Two people are debating online about something they’re passionate about. At first they stick to the issues, but after a while they become more heated. Their language turns sharper, their positions become more entrenched, and their exchange becomes an “I’m right, you’re wrong” battle of the wills. In just a short time it’s become an online fight where emotions are stronger than rationality, where insults, sometimes elegantly crafted, sometimes more base, are hurled by each side with abandon.
And afterwards, looking back on what happened, each person says – with complete sincerity – that what happened was the other individual’s fault.
The Mom Pledge Blog recently wrote about this phenomenon in its post Into the abyss, which talked about the example of two women pointing fingers at each other, both feeling victimized, and yet both apparently engaged in bullying behavior.
So where does this myopic thinking come from?
According to Mistakes Were Made (But Not By Me): Why We Justify Foolish Beliefs, Bad Decisions, and Hurtful Acts, it’s the result of having to deal with cognitive dissonance:
Most people, when directly confronted by evidence that they are wrong, do not change their point of view or course of action but justify it even more tenaciously. Even irrefutable evidence is rarely enough to piece the mental armor of self-justification.

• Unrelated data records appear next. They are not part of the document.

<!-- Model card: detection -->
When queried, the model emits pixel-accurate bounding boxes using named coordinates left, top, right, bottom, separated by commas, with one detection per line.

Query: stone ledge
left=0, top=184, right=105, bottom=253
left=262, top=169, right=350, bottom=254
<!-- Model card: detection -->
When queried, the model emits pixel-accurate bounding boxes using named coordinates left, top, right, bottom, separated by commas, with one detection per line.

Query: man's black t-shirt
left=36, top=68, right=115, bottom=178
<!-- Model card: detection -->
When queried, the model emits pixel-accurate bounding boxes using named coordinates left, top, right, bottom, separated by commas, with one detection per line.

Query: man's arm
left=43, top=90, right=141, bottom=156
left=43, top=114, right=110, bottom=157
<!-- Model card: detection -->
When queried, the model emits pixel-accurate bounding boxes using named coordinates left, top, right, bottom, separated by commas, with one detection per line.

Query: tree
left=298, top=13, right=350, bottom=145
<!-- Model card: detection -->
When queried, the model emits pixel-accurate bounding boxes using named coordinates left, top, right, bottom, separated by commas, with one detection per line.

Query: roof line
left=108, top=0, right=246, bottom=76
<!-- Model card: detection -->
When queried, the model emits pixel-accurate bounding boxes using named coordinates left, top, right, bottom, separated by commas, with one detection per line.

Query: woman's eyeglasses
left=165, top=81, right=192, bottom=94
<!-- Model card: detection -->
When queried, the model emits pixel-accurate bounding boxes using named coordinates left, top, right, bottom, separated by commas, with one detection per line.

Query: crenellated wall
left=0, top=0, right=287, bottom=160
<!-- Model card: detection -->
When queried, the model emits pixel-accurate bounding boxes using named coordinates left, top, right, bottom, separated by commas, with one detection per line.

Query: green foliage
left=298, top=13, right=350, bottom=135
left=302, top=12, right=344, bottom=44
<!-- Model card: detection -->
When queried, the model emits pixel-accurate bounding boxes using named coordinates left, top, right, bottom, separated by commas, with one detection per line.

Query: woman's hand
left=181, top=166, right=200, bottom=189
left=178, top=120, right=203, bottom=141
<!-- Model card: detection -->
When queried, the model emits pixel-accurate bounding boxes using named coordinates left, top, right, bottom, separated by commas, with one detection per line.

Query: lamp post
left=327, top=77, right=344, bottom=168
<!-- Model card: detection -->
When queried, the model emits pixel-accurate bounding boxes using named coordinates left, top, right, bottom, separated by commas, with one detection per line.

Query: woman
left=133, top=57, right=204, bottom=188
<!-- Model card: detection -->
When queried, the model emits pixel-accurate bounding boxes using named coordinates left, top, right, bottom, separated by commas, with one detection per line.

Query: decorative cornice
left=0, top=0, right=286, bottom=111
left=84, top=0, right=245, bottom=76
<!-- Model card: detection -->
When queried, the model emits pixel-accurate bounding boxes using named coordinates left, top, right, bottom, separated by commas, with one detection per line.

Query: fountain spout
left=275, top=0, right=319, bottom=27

Self-justification is more powerful and more dangerous than the explicit lie. It allows people to convince themselves that what they did was the best thing they could have done. In fact, come to think of it, it was the right thing.
Self-justification not only minimizes our mistakes and bad decisions; it is also the reason that everyone can see a hypocrite in action except the hypocrite.
Next time you see something you disagree with online or find yourself criticized, stop and think about whether this is a fight worth getting into or whether, in this particular situation, a better option might be to step away.